Recently a top Premier League team, Tottenham Hotspur, has been criticized for playing the long-ball game. Maybe it’s because of Coach Harry Redknapp, as English as they come. But Redknapp scornfully dismisses the accusations, which really focus on one of his players -- Peter Crouch.
At 6-foot-7 Crouch is surely the tallest player in the Premier League. He plays up front -- as a target man. In theory, he’s the ideal target man -- his height makes him always visible, and should enable him to win anything that’s sent to him in the air.
There you have the essence of the long-ball game, or Route One, as the English call it. Bang the ball up to the big guy, who must win it -- and then? Either he holds the ball while his teammates catch up with it, or he heads or chests it down to a moving teammate. The second option is much more likely -- for the simple reason that he will be closely marked, and the long balls he receives are always difficult to control anyway.
Redknapp has this to say: “If you’re going to have Peter Crouch in your team you have to use him.” Meaning you have to play to his strength -- his height. But Redknapp denies that the balls played to Crouch are aimless wallops. He sees them as accurate passes: “If you can hit a 50-yard pass, it’s a great ball, it’s better than a 10-yard pass or a backwards one.” He then referred to Spurs’ recent game against Aston Villa: “Every time we hit Crouch against Villa, he knocked the ball down and we had chances to score. He is an option when teams fill up the midfield and you can’t pass through them. We have that great option to miss out the midfield, hit him, and pick up things around the box.”
I’ve taken a close look at that game, which was not a particularly attractive event. It finished 0-0. Yes, Spurs did do a lot of “missing out the midfield” -- there were plenty of long and medium-range balls forward, virtually all of them clearly in search of Crouch’s head. I counted 38 such balls, or passes as Redknapp would have us call them.
Redknapp is overestimating their effectiveness. Of those 38 passes, 14 were either intercepted or sailed over his head as he jumped in vain. I counted seven that Crouch was able to head or flick to a teammate, which lead to dangerous action, even a shot, around the Aston Villa goal. Seven out of 38 is not too bad. Most of those chances came from long balls played up to Crouch in or near the Aston Villa penalty area. But Crouch also played deeper, falling back to within 10 yards or so of the halfway line, where he was the target for Spurs goalkeeper Heurelho Gomes’ long goal kicks. A couple of those plays worked quite nicely, too. But no goals.
Contained in Redknapp’s explanation is the strongest argument against the long-ball game. No one is saying that teams should neverplay a long ball. But variation and surprise in attacking methods is essential to catch out good defenders. And the problem with the long-ball game is that it seems always to take over, and to become the only method of attack. It ceases to be the “option” that Redknapp calls it, it becomes the default style.

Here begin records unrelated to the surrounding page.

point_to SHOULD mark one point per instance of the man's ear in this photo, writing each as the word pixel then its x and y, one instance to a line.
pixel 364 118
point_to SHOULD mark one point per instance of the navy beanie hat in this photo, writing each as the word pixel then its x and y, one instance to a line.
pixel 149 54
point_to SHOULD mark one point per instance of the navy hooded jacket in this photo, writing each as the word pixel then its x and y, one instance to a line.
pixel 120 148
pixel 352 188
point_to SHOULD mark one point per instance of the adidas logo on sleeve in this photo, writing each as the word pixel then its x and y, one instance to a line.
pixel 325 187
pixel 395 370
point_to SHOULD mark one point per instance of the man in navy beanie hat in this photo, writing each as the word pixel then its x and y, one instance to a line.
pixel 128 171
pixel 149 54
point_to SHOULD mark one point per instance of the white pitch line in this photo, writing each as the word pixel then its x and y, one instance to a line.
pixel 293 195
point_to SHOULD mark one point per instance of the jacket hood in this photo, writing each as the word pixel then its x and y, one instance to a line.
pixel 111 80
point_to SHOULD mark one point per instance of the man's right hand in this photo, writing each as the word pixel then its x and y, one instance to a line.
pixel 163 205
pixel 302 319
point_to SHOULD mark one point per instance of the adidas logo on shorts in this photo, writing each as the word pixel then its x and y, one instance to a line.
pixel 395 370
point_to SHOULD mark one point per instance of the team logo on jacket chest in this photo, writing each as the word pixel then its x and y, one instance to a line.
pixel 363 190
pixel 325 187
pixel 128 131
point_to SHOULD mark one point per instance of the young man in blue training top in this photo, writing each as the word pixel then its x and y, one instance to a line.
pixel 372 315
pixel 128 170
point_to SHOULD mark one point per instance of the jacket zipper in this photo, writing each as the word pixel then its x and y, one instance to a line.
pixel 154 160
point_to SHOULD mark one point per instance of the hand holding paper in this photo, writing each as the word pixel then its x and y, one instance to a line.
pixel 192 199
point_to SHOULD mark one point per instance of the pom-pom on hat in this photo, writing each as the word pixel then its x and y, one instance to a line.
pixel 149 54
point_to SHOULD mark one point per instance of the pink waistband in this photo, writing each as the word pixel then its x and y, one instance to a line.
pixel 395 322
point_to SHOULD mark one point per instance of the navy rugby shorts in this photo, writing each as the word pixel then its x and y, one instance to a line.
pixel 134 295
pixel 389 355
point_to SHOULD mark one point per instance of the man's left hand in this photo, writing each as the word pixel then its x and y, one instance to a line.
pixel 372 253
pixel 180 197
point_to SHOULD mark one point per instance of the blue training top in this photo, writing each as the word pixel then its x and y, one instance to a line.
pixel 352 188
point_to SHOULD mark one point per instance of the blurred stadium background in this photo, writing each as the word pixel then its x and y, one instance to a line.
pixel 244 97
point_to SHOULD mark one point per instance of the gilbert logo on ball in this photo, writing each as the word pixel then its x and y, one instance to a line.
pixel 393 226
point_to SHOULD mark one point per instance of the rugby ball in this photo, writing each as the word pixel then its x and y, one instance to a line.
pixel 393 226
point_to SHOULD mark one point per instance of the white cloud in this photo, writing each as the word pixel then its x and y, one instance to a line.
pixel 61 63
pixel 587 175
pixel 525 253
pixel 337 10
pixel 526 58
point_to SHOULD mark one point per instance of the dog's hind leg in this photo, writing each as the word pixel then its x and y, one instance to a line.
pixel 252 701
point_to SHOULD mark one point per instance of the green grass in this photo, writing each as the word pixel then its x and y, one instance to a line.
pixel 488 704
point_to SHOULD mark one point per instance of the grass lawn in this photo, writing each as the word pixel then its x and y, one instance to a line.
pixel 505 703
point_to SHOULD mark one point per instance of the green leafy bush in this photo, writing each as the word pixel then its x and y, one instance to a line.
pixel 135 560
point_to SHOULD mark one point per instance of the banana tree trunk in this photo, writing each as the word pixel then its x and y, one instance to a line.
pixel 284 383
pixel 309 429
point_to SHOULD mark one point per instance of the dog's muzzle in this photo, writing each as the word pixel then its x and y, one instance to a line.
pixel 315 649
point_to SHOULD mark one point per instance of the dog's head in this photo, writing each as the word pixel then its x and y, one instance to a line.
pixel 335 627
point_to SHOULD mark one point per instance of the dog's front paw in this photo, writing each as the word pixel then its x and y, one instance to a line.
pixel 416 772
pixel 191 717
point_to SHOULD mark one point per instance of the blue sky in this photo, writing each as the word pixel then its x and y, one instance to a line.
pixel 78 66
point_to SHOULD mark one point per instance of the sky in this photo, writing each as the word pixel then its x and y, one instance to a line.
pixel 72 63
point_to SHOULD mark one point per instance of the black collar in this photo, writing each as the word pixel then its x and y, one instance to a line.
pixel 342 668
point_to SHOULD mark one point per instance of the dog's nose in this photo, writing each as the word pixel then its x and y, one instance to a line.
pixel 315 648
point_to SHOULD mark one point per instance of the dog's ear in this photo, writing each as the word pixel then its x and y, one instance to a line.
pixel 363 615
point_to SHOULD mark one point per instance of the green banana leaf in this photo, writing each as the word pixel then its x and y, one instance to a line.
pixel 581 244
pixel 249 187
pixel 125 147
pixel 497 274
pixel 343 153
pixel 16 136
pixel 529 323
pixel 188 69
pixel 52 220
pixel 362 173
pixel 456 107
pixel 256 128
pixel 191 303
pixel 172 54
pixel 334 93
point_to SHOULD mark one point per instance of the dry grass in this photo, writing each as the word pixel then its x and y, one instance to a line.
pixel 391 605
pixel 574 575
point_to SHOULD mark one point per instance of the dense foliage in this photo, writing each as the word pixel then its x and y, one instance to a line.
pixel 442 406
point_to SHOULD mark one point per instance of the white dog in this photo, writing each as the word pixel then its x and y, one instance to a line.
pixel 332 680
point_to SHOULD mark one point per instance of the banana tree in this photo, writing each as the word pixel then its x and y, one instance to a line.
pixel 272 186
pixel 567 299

It begins with the inclusion in the team of a tall target man. Once that guy is on the field, it seems that he becomes more of a lightning rod than a target for long passes, and the Route One mentality takes over. As Redknapp says, if you’re going to have that sort of player on the team, “you have to use him.”
Crouch won most of the head balls against Villa -- but he rarely had any controlof the ball. That may irritate him -- because he is actually not bad with his feet. But 90 percent of the passes he received were long aerial balls. The typical target-man fodder.
Redknapp’s distinction between merely hopeful long balls and accurate passes is a red herring. Not many people would defend the crude version of the style and its monotonous succession of brainless passes. But even when the passes are -- as Redknapp claims Spurs’ are -- accurate, it is still a long ball game, and it still lacks subtlety and variation.
Perhaps worst of all, from being an “option” it becomes a habit that squeezes out other forms of attack -- a passing ground game, for instance.
Upfront for Spurs against Aston Villa, Crouch had as his partner Jermain Defoe. All 5-7 of him. We saw little of him, this was just not his type of game. I counted one shot on goal for Defoe. Yet we know, from his exploits with England, just how deadly a finisher Defoe can be.
Defenders of the long-ball game -- Redknapp among them -- invariably display signs of guilt. They feel the need to exaggerate its effectiveness, and to knock the most likely alternative, a passing game. Redknapp again: “You can pass all day. We’ve seen that recently from teams. People say they are playing fantastic soccer, but they are not winning games.”
My assumption is that he’s talking about Spurs’ great North London Rival, Arsenal. He certainly can’t be talking about Barcelona, now can he? Missing out the midfield is hardly the name of their game.